Bernstein’s Gay Creds Questioned

To the Editor:

            I must reply to David LaFontaine’s “Bernsteinomania” (July-August 2018). While there’s no doubting Leonard Bernstein’s extravagant talents in multiple fields, he was no gay icon.

            In Priest of Music: The Life of Dimitri Mitropoulos, William R. Trotter recounts Bernstein’s “very vocal … and needlessly nasty gay-bashing.” By early 1947, when Bernstein announced his engagement to Felicia Montealegre, “He had, from all visible signs, gone straight … a determined effort to suppress his own sexual nature in the interest of his career.”

            Even worse was Bernstein’s betrayal of his gay rival in the matter of Koussevitsky’s replacement as music director of the Boston Symphony. To quote Trotter again: “Having seen at first hand the anguish Mitropoulos had suffered because of his own sexual preference … Bernstein simply went to Koussevitzky … and said: ‘You know, don’t you, that Mitropoulos is a homosexual?’ … Koussevitzky went to the Board and made sure that Mitropoulos was out of the running.”

            Many composers of the time were out enough to live with another man: Samuel Barber, Benjamin Britten, and Aaron Copland among the most famous. Many works based on openly gay texts had long existed: Horatio Parker’s tone poem Vathek(1903), after William Beckford; The Ballad of Reading Gaol,by Jacques Ibert (1922); and gay rights pioneer John Addington Symonds’ These Things Shall Be, set by John Ireland in 1937.

            Public knowledge of Bernstein’s homosexuality dates from Joan Peyser’s 1987 biography. I take no pleasure in pointing out the character flaws of an early hero of mine, but there is an obligation to the truth. Let there be justice for Mitropoulos, that truly magnanimous conductor whom Bernstein himself had extolled as a mentor.
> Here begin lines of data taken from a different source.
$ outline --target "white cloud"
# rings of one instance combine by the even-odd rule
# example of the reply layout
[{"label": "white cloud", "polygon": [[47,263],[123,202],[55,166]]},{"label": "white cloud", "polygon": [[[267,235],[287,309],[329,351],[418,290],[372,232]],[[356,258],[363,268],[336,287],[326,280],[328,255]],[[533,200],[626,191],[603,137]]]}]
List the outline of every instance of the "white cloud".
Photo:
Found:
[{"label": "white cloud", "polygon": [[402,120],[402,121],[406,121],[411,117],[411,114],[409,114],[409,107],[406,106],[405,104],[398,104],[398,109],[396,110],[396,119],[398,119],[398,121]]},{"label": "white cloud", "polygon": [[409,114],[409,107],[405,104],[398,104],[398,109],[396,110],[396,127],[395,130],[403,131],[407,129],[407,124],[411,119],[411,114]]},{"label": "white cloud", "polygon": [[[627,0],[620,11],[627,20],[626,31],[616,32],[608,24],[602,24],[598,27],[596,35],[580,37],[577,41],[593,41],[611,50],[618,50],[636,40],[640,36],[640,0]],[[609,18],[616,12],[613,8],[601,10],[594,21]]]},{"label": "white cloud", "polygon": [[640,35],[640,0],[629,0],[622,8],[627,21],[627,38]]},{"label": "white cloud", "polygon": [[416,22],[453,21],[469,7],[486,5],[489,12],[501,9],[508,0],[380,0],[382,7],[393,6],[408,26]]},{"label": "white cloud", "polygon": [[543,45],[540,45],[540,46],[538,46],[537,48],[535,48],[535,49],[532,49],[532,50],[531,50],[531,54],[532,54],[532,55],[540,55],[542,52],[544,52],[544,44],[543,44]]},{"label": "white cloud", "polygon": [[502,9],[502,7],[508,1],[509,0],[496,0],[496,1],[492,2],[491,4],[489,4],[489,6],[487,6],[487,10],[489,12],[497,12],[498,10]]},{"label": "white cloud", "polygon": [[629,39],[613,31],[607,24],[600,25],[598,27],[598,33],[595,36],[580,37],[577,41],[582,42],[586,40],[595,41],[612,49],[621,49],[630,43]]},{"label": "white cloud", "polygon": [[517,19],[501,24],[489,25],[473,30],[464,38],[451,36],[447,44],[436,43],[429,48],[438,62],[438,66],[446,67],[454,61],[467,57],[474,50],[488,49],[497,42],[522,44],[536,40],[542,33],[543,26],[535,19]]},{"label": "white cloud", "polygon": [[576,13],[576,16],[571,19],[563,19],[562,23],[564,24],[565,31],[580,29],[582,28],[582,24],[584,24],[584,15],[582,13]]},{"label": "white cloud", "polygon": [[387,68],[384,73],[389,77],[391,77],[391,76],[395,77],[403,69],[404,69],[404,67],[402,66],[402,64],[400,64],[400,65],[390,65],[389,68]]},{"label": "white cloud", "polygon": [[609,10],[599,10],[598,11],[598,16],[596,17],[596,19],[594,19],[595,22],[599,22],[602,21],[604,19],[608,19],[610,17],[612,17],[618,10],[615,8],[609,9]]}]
Joseph Laibman, Ann Arbor, MI

 

My Life with Arch Brown

 

To the Editor:

            I enjoyed Andrew Holleran’s article about Arch Brown and his memoir, A Pornographer, in the May-June issue. I was a witness to some of Arch’s early days in New York. He was Arni Krueger then, and living at 59 Greenwich Avenue in a large, all-white studio apartment on the parlor floor of a former townhouse. It had a wall of bookshelves, floor-to-ceiling windows facing Seventh Avenue, and a working fireplace with a mantle and surround of bricks painted white. His next-door neighbor was an ancient gentleman who had been the costume designer for the Ziegfeld Follies. Very aged former Follies “girls” would often visit him for tea and a viewing of his old costume designs.

            Arni and I met on Greenwich Avenue in 1962. He was making a living designing and sewing women’s capes for his friend (Jan Wolman, I think) who owned Glad Rags, a women’s boutique. I was a student at NYU. I moved into Arni’s apartment, which soon grew too small for the two of us. We relocated to a two-bedroom apartment on the first floor of 71 West 12th Street and adopted a kitten we named Muffin, found at a construction site behind our building. The apartment was styled a “professional apartment,” which meant cheaper rent if you worked out of your home. It was available to us because of Arni’s small income from sewing capes. I was able to supplement our income from a family trust fund. Eventually, we grew apart and I took a job with Time Inc. and moved to an apartment on Central Park West with my new partner in 1965.

            When I ran into Arni several years later, he was still making capes and other women’s attire and had returned to living in the Greenwich Avenue apartment. We lost touch after that, and in 1976 I moved with a division of Time Inc., to the D.C. area. In 1994, I was surprised to receive a letter from Arni/ Arch—who was then living in Arizona with a chap named Buck—asking if I was the same Jack Weiser he had known in the ’60s. I called him, and we renewed our friendship and kept in touch by letter and phone calls until he died in Palm Springs in 2012.